Bongcheong-Dong Ghost

Background: My informant was a young Filipino girl who was born and raised in Sioux Falls, South Dakota. She currently is a student at the University of Minnesota studying Double B.A. Global Studies and Cultural Studies.

Performance Context: According to my informant, the story was told to her by her two friends who are of Chinese and Vietnamese descent. However, she claims that it is a fairly common and famous online example of Korean comics on the internet, especially in horror circles.

Main Piece: The story is based on the 2002 suicide of a woman in South Korea. It is a comic that tells a ghost story supposedly based on true stories about the ghost of this woman who haunts an apartment complex in Bongcheong-Dong. According to the informant and the comic, the woman supposedly killed herself because she was being separated from her daughter due to divorce. In the story, a young girl is on her way home as she heads to the apartment complex. Along the way she encounters a strange otherworldly woman whose joints seem “twisted every way”. The woman demands that the girl tell her where her “baby” is, upon which the girl, too scared to know what else to do, points a random direction to send the woman. The woman then goes off in the direction that the girl points. The girl tries to run away at this point, but soonafter hears a scream from the direction of the woman, having discovered that nothing was in that direction. The woman quickly rushes the girl, and the girl awakens to find out that her neighbors found her passed out.

The comic is interwoven with two jump scares and sound in order to complete the experience.

To the informant, she wonders whether this story is really based on true stories. It seems to be derivative, but according to her, the story was made for a contest. This puts into question the authenticity of the stories origin and whether or not it had actually come from oral traditions. The suicide is supposedly real, and the rumors of the spirit seem to be true, but if they were not, it would not be hard for my informant to believe.
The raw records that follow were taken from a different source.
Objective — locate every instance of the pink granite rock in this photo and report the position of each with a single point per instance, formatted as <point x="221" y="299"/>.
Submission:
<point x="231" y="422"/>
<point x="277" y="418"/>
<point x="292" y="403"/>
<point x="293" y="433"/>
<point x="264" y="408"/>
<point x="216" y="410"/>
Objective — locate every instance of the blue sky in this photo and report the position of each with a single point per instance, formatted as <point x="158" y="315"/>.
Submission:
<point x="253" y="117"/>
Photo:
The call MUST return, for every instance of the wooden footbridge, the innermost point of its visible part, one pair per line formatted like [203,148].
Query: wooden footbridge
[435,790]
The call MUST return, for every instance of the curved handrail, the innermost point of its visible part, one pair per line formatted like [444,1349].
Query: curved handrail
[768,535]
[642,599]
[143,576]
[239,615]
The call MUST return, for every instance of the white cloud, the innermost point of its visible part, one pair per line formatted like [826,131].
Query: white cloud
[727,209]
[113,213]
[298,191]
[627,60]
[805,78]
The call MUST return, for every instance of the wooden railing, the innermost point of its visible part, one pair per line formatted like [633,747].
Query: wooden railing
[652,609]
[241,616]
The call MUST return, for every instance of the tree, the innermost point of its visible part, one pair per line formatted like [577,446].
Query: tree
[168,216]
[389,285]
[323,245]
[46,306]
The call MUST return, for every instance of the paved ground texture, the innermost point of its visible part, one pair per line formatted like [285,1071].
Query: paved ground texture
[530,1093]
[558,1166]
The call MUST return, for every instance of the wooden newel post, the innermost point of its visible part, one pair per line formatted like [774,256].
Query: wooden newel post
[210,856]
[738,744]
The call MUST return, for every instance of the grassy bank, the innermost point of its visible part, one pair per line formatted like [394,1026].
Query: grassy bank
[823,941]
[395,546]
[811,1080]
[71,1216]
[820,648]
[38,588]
My informant is mainly interested in the story because of how it is meant to be spread to others as a sort of game. It is a viral comic that you want to show your friends because then you can watch as they are horrified as well. It is a sort of bonding that is made by spreading the story. In some ways, the story works in the same regard as many oral campfire traditions in uniting and making connection with others through the oral act of storytelling.

My Thoughts: I think it is interesting because of the reasons that the informant explicitly stated. Storytelling is generally regarded as a form of communication and there is no reason that the discourse of that story cannot also be a way to communicate with others. The horror of the comic serves as a sort of initiation to a inner circle of those that have experienced it versus those that have not and whom can be spread to. There is a special bond formed through the esoteric knowledge of the experience.